UAC Prompt Looks Like Administrator Prompt but Administrator Cannot Rename File

Topic

New Reply

I was helping a customer with a software package installation. The installer package is created by the SageKey Access 2003 packager product. The installer installs the MS Access 2003 runtime, the Access 2003 SP3 update and several other files. It then runs an additional patch to install the latest version of MSCOMCTL.ocx. Microsoft initially released a broken update for MSCOMCTL.ocx. Then subsequently rereleased the update but the rerelease doesn’t fix the broken update, if it was already installed. Fixing the broken update is performed by a .Net 2 process. It’s essentailly a script of a manual process outlined by Microsoft to repair a broken MSCOMCTL.ocx patch.

Upon launching the application, if the broken MSCOMCTL.ocx installation is detected, the same .Net utility that was run in the installer package is run again. This is for situations where an update was performed, instead of the full installation.

I remoted into the user’s computers so I didn’t physically see them and time was of the essence so I wasn’t able to check the specs. There were two computers with the problem and the customer said that they were identical computers. They both ran Windows 7. I saw that one of them was an HP but I don’t know the model. As stated earlier, the application that I’m working on is a Microsoft Access 2003 runtime application.
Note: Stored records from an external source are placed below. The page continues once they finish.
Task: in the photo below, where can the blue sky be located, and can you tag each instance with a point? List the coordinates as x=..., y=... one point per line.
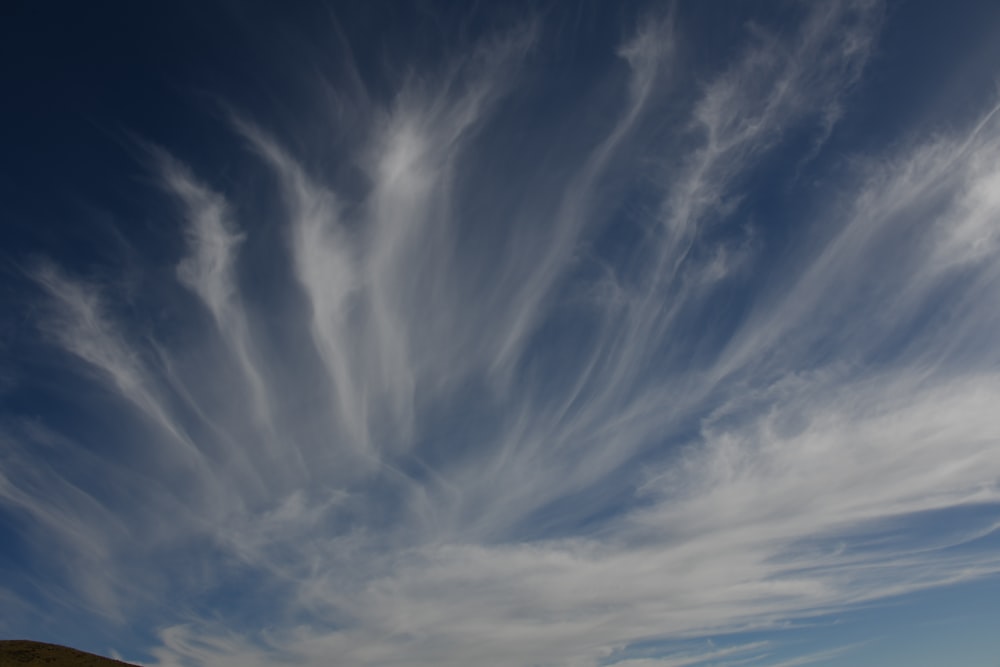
x=542, y=334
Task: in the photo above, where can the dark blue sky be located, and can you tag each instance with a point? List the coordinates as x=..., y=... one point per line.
x=535, y=334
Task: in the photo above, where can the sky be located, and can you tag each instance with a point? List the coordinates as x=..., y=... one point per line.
x=528, y=334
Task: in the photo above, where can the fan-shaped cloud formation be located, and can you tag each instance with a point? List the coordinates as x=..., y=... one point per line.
x=479, y=416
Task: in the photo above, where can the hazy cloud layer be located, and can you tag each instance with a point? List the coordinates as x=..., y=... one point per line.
x=537, y=420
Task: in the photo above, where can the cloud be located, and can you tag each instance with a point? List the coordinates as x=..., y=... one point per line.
x=471, y=429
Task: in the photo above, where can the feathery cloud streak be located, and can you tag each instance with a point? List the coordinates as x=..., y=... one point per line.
x=540, y=432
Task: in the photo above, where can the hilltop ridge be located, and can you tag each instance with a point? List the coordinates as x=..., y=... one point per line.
x=25, y=653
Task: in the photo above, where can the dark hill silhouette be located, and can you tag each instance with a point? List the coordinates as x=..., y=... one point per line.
x=23, y=653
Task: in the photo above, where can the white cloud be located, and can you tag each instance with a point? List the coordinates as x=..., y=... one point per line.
x=490, y=452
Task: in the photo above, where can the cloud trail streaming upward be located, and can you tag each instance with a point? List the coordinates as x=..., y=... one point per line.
x=479, y=416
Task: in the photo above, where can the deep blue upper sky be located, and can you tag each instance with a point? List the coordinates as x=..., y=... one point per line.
x=410, y=333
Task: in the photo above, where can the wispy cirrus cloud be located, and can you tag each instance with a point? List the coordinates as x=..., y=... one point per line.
x=503, y=440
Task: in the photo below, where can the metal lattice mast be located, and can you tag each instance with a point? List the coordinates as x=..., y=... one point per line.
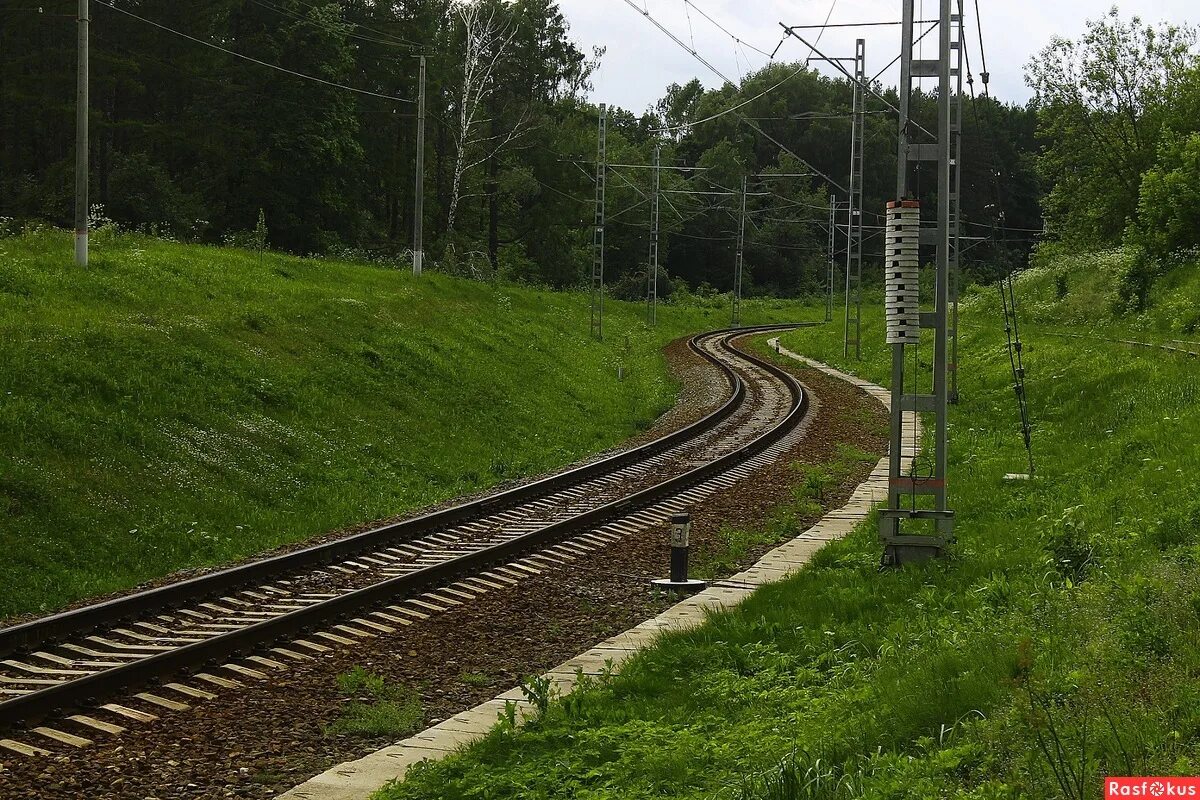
x=652, y=274
x=853, y=332
x=831, y=265
x=598, y=230
x=955, y=204
x=904, y=489
x=739, y=260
It’s possible that a newer version of MS Office was also installed but this shouldn’t be an issue. Many other computers running this application have another version of MS Office installed and have no issues.
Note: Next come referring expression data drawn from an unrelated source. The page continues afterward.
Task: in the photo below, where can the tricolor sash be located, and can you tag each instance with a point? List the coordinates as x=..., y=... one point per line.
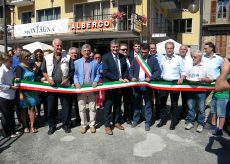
x=143, y=65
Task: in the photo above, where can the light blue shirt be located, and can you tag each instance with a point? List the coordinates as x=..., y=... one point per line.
x=158, y=56
x=214, y=64
x=172, y=68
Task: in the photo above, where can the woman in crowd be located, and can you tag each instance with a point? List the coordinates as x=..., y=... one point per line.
x=27, y=99
x=38, y=56
x=7, y=95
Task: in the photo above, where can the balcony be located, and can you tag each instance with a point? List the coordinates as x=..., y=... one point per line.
x=214, y=19
x=168, y=4
x=132, y=23
x=20, y=3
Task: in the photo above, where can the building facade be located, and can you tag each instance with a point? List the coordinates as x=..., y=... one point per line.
x=216, y=25
x=98, y=21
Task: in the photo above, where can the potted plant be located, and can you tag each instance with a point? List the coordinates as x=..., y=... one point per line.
x=1, y=32
x=143, y=19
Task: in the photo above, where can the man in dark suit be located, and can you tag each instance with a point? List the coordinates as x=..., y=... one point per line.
x=114, y=69
x=138, y=72
x=126, y=92
x=136, y=50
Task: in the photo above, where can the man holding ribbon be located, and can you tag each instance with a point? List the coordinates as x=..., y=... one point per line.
x=114, y=69
x=172, y=67
x=58, y=70
x=144, y=68
x=86, y=73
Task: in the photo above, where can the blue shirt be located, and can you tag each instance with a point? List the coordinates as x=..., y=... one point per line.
x=158, y=56
x=100, y=69
x=214, y=64
x=172, y=68
x=15, y=63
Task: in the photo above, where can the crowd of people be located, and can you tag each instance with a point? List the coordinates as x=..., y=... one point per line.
x=141, y=103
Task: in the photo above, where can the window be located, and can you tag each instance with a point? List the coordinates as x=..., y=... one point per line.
x=92, y=11
x=183, y=25
x=26, y=17
x=222, y=8
x=48, y=14
x=1, y=12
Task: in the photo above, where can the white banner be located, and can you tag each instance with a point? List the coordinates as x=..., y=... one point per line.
x=42, y=28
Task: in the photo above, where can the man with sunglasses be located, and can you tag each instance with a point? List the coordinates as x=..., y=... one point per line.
x=172, y=67
x=156, y=93
x=143, y=68
x=126, y=92
x=199, y=73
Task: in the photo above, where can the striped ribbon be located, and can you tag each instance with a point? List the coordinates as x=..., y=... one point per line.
x=160, y=85
x=144, y=66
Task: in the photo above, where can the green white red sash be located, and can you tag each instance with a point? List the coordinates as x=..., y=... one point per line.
x=143, y=65
x=160, y=85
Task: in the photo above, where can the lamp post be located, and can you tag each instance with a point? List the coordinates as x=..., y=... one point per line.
x=52, y=3
x=5, y=26
x=193, y=8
Other machines for other customers are working without issue. This particular customer is an administrator. I don’t know what the state the computer was in when she ran the installer but I found that the correct version of the ocx file existed but it was improperly registered. Upon trying to fix the registry, both manually and by using the .Net utility to fix it, the UAC prompt for an administrator popped up (the prompt didn’t ask for a user name/password because it detected that the user was an administrator). Clicking OK to continue made it appear like everything was running correctly but the end result was that the user didn’t have elevated privileges so the issue was not resolved. Manually attempting to do the same thing didn’t work. Logged in as my customer, I was unable to rename MSCOMCTL.ocx.

The way I worked around this was to turn UAC off. Upon doing so, it was just a matter of running the .Net utility that fixes the errant registry keys. After doing that, I enabled UAC again and everything proceeded to work, like it should.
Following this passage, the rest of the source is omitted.